Cherry described the ideal recipient as "a lover of the acquisition of learning who can inspire his students, arouse their imagination, and stimulate their curiosity to desire to learn everything that man can know, and achieve everything that man can reach and grasp." The Cherry Award committee strongly believes Burger exemplifies those characteristics in his teaching methods.
When asked why he became a teacher, Burger said, "I get a tremendous amount of pleasure in sharing deep ideas with others and I find mathematics a wonderland of beauty and mystery. I suppose that is why I became both a mathematician and a professor of mathematics rather than follow my childhood dreams of becoming a lawyer."
As the recipient of the Cherry Award, Burger will teach two classes at Baylor during the Fall 2010 semester: Ideas in Mathematics and Foundations of Combinatorics and Algebra through Number Theory. In addition to his classes, Burger also launched a weekly "Cherry Faculty Forum."
When asked what advice he would offer future educators, Burger said, "The point of education is to transform lives. So ask yourself what will your students of today have with them from your class 10 years from now and acknowledge that the answer is not the details of the course material? What life lessons are you offering your students that they will carry with them long after they have forgotten the specifics required to pass your final? Remember that the real journey of our students begins after the so-called final exam."
For additional information on Baylor's Robert Foster Cherry Award for Great Teaching, including past recipients and the 2012 Cherry Award nomination process, visit www.baylor.edu/cherry_awards. The nomination deadline for the 2012 award is Nov. 1, 2010.
For additional information on the recognition luncheon, please call (254) 710- 2923.
About Dr. Edward B. Burger, 2010 Cherry Award Recipient
Dr. Edward B. Burger has taught mathematics at Williams College since 1990. Since that time, he has been honored with numerous teaching and writing awards, including the 2007 Award of Excellence from Technology & Learning magazine, the 2006 Reader's Digest "100 Best of America" as Best Math Teacher, and the 2006 Lester R. Ford Award, the 2004 Chauvenet Prize and the 2001 Deborah and Franklin Tepper Haimo Award for Distinguished College Teaching of Mathematics, all from the Mathematical Association of America.

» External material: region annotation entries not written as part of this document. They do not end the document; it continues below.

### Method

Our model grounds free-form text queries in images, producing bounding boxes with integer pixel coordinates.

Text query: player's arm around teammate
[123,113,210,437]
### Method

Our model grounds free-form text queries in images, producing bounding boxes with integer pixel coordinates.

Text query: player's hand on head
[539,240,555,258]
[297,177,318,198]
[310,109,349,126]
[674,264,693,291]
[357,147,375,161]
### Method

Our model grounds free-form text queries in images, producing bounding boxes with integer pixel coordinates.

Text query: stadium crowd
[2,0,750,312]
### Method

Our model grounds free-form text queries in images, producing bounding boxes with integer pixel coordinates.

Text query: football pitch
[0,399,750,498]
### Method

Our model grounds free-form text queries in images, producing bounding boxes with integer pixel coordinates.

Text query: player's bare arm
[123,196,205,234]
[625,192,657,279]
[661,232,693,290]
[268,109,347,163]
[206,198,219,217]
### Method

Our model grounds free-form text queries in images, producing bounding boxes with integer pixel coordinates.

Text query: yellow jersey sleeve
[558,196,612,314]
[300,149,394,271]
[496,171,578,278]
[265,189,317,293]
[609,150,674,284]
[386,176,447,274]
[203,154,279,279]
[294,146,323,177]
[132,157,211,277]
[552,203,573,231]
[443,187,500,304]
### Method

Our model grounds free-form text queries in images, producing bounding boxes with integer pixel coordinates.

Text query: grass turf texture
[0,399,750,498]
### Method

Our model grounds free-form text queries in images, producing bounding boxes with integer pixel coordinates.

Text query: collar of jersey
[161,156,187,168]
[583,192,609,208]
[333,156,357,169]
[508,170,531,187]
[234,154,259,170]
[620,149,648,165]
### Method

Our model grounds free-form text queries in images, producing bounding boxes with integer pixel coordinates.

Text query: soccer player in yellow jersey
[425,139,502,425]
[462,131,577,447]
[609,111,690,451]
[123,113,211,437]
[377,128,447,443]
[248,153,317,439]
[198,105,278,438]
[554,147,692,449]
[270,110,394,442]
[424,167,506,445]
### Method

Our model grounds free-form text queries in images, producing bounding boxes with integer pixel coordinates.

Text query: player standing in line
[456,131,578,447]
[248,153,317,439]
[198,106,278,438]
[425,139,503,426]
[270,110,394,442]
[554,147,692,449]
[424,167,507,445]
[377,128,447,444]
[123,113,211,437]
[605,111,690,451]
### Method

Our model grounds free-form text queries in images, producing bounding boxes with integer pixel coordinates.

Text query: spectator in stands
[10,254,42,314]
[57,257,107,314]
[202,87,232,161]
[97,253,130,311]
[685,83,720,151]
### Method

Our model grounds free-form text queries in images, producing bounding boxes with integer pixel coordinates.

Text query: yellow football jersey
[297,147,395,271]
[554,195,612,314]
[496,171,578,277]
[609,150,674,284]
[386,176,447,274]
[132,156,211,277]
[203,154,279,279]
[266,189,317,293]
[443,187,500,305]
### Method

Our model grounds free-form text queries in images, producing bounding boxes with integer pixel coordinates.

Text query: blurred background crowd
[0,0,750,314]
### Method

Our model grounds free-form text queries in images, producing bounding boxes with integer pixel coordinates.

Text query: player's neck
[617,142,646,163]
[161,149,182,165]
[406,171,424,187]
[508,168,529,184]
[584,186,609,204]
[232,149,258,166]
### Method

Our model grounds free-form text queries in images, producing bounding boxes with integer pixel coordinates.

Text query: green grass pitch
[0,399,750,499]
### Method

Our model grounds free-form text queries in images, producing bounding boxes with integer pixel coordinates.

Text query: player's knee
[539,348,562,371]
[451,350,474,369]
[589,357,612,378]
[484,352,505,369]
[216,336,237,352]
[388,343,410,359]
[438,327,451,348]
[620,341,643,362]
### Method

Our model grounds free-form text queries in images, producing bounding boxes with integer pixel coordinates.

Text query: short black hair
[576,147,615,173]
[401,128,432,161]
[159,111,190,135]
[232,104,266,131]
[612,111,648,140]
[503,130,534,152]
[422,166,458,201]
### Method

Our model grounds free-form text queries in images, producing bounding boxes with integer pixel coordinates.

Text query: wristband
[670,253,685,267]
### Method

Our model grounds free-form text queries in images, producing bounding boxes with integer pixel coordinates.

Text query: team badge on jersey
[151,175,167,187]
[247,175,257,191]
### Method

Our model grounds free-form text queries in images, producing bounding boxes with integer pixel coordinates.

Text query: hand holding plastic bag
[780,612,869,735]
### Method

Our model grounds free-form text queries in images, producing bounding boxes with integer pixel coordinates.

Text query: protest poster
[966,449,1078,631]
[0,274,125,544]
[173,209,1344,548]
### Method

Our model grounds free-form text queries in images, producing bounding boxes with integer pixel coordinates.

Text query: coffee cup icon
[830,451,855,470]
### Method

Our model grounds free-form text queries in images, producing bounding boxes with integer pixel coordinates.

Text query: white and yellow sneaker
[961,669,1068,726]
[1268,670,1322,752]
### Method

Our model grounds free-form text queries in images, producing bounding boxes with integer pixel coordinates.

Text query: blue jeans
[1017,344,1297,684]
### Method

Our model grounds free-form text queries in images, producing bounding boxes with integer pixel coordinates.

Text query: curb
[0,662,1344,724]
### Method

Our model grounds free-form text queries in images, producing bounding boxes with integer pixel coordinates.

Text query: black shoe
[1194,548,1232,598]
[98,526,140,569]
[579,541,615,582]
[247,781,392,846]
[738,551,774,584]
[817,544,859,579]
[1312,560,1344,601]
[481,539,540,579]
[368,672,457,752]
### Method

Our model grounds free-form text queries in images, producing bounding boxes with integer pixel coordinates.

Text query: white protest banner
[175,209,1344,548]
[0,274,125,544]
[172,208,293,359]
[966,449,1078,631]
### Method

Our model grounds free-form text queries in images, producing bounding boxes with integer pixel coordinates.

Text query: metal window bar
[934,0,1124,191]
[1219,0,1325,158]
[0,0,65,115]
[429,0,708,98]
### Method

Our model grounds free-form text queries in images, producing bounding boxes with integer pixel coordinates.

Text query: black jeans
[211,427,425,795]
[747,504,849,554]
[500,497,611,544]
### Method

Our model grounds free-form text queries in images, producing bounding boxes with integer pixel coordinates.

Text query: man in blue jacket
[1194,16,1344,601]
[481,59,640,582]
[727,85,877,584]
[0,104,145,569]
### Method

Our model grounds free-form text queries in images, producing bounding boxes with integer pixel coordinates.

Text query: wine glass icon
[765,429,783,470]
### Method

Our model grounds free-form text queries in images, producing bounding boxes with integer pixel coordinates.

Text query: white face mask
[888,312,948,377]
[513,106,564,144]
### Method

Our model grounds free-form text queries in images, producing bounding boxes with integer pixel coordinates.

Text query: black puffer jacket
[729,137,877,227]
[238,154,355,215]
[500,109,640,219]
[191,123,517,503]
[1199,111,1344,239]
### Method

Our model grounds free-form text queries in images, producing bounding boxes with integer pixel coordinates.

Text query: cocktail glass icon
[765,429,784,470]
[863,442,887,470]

He is the author or co-author of more than 30 research articles and 21 books and CD-ROM texts, including The Heart of Mathematics: An Invitation to Effective Thinking; Coincidences, Chaos and All That Math Jazz: Making Light of Weighty Ideas (each co-authored with Michael Starbird from The University of Texas at Austin); and Extending the Frontiers of Mathematics: Inquiries into Proof and Argumentation. He also is an associate editor for The American Mathematical Monthly and a member of the editorial board for Math Horizons.
Burger also has written and appeared in hundreds of educational videos, including the 24-lecture video series, "Zero to Infinity: A History of Numbers" and "An Introduction to Number Theory" in "The Great Courses" series through The Teaching Company. Some of his college-level videos can be found at youtube.com. He also has appeared on ABC-TV, NBC-TV and NPR stations around the country.
His research interests include algebraic number theory, Diophantine analysis, geometry of numbers, and the theory of continued fractions. He teaches abstract algebra, the art of creating mathematics and Diophantine analysis. His work on fostering and teaching creativity has been recognized in a variety of ways. He is currently a Member of the Board of The Thomas S. Kenan Institute for the Arts at the University of North Carolina School of the Arts.
Burger earned his bachelor's degree in mathematics summa cum laude with distinction from Connecticut College in 1985. He received his doctorate in 1990 from The University of Texas at Austin. He has taught or been a visiting scholar at the University of Waterloo in Canada, The University of Texas at Austin, Westminster College, Texas Christian University, the University of Colorado at Boulder and Macquarie University in Australia.